Searching for a Mother destabilizes one of our most taken-for-granted familial roles. Kalsmose’s intervention challenges essentialist assumptions about identity and family, positing that the self is not a static core but a performative, relational, and ever-evolving construct. The artist's earlier works, such as All My Suicides and Different Lives, similarly examined the mutable nature of selfhood, using her personal history as both material and methodology.

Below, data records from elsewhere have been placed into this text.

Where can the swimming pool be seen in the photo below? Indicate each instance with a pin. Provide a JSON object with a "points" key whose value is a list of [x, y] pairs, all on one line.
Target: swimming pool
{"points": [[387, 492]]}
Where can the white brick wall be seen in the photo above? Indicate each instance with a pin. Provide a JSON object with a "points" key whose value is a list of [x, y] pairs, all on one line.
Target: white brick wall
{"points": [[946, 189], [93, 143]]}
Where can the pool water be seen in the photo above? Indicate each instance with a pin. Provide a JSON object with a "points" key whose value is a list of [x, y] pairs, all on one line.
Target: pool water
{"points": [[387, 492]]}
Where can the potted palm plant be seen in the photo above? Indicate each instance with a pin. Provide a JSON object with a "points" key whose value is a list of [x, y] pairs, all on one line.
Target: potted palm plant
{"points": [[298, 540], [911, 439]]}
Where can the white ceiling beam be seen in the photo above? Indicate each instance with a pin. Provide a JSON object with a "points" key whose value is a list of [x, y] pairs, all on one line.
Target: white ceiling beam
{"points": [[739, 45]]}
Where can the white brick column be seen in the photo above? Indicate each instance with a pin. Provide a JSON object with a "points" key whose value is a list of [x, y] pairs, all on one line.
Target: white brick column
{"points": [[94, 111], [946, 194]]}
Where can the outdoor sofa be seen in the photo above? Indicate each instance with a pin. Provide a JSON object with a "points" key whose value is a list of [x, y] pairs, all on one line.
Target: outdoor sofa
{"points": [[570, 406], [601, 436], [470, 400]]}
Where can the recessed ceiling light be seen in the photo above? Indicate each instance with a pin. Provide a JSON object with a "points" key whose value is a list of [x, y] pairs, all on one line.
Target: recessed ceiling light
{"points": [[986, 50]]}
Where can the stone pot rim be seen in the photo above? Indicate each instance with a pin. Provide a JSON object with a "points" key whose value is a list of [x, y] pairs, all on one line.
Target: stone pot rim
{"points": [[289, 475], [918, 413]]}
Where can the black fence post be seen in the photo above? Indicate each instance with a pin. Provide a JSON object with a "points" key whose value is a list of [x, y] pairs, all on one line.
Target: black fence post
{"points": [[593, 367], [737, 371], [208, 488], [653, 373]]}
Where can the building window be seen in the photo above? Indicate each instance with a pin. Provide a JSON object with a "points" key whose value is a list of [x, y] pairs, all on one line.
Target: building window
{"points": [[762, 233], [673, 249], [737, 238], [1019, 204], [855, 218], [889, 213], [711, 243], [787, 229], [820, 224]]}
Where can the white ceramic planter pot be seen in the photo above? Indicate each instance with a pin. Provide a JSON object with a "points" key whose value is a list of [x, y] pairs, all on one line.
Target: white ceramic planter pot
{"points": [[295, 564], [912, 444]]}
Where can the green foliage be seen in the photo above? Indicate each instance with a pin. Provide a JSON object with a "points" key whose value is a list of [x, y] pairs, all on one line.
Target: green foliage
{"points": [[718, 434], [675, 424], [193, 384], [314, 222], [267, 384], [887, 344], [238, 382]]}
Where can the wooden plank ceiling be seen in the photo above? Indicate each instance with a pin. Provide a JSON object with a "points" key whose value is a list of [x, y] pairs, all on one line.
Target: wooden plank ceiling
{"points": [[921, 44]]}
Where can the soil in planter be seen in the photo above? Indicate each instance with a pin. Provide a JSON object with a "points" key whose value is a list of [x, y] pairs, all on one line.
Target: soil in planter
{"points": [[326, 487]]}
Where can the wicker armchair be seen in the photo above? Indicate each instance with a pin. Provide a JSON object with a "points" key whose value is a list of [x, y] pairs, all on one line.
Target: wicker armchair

In this work, the family portrait becomes an act of creation — a performative naming of a relationship that does not yet exist, but might. As Anne Jerslev writes, this artistic act is not only a representation of a mother-daughter bond, but an actualization of it. Whether the title “Mother” refers to a specific individual or to a general archetype, it draws attention to the performative power of naming: to name someone mother is to invoke and begin to live that role. In doing so, Kalsmose demonstrates how chosen bonds, like chosen identities, can hold as much emotional weight and legitimacy as those determined by biology.

Supported by the Danish Art Council and the Catalan Culture Institute, Window to a Mother is both a deeply personal healing process and a universal reflection on how we form ourselves in relation to others. It invites viewers to contemplate not just the nature of motherhood, but the broader architectures of belonging, love, and self-construction.

By asking a question that is at once basic and radical — What does it mean to have a mother? — Kalsmose opens a window onto the invisible, yet foundational, structures that shape human life and connection.